Elle était fiancée à Raoul de Montfaucon, qui l'aimait tendrement. Raoul était un adroit chasseur et un vaillant champion dans les tournois ; mais il ne chantait pas et le théorbe était muet sous ses doigts inhabiles.

Chaque jour, porté plutôt sur les ailes de l’amour que sur la selle de sa cavale, il venait de Montfaucon à Côte-Brune faire une cour assidue à sa fiancée. Quand le ménestrel récitait en sa présence quelque touchante histoire ou quelque tendre villanelle, il prenait envie à Raoul de couper la gorge à cet enchanteur.

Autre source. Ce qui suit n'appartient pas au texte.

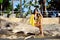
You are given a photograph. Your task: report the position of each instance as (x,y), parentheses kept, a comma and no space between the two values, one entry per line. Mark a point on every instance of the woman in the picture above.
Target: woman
(35,20)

Mais Eve le calmait d’un regard, et bientôt, ensorcelé comme elle, il tendait sa main au plus dangereux des rivaux. « Un jour que la chapelle du château étincelait de mille feux et qu’Eve et Raoul, richement parés, étaient agenouillés devant l'autel, où le vieux chapelain allait les unir, en présence d’une foule de nobles seigneurs et de grandes dames du voisinage, un orage épouvantable éclate et gronde au dehors. L’effroi se répand dans toutes les âmes. Le chanteur, que l'on avait éconduit et que l’on croyait bien loin, apparaît tout à coup au seuil du sanctuaire.

De son regard infernal, il contemple un instant le couple prosterné; puis, d'un bond, il se précipite sur eux, jette au loin Raoul sur la dalle, et, d'une main irrésistible, emporte Eve éperdue à la vue des assistants frappés de stupeur. Il s'élance avec elle sur la croupe d'un coursier rapide, qui les emporte aussitôt dans un tourbillon de poussière. Au galop effréné de leur monture, Eve et son ravisseur avaient déjà franchi montagnes et vallées. En vain le vent mugit autour d'eux, l'éclair brille sur leurs têtes coupables, le tonnerre ébranle au loin les échos des rochers : ils se croient à l'abri de toute poursuite. Déjà le ravisseur serrait sa victime dans ses bras, quand le sol s'effondre et se transforme en un marécage sans fond et sans bornes. Eve et le chanteur maudit, car c'était le diable, disparaissent engloutis avec leur monture dans les abîmes des marais de Saône, qui se refermèrent sur eux pour jamais.

Quand à Raoul de Montfaucon, après avoir repris ses sens, il renonça pour toujours aux vanités du monde et alla s'enterrer tout vivant dans un monastère du voisinage. Là, il pria tant pour sa chère fiancée, qu'à sa dernière heure, un ange lui fit voir, les bras tendus vers lui, Eve de Côte-Brune environnée d'une lumière céleste.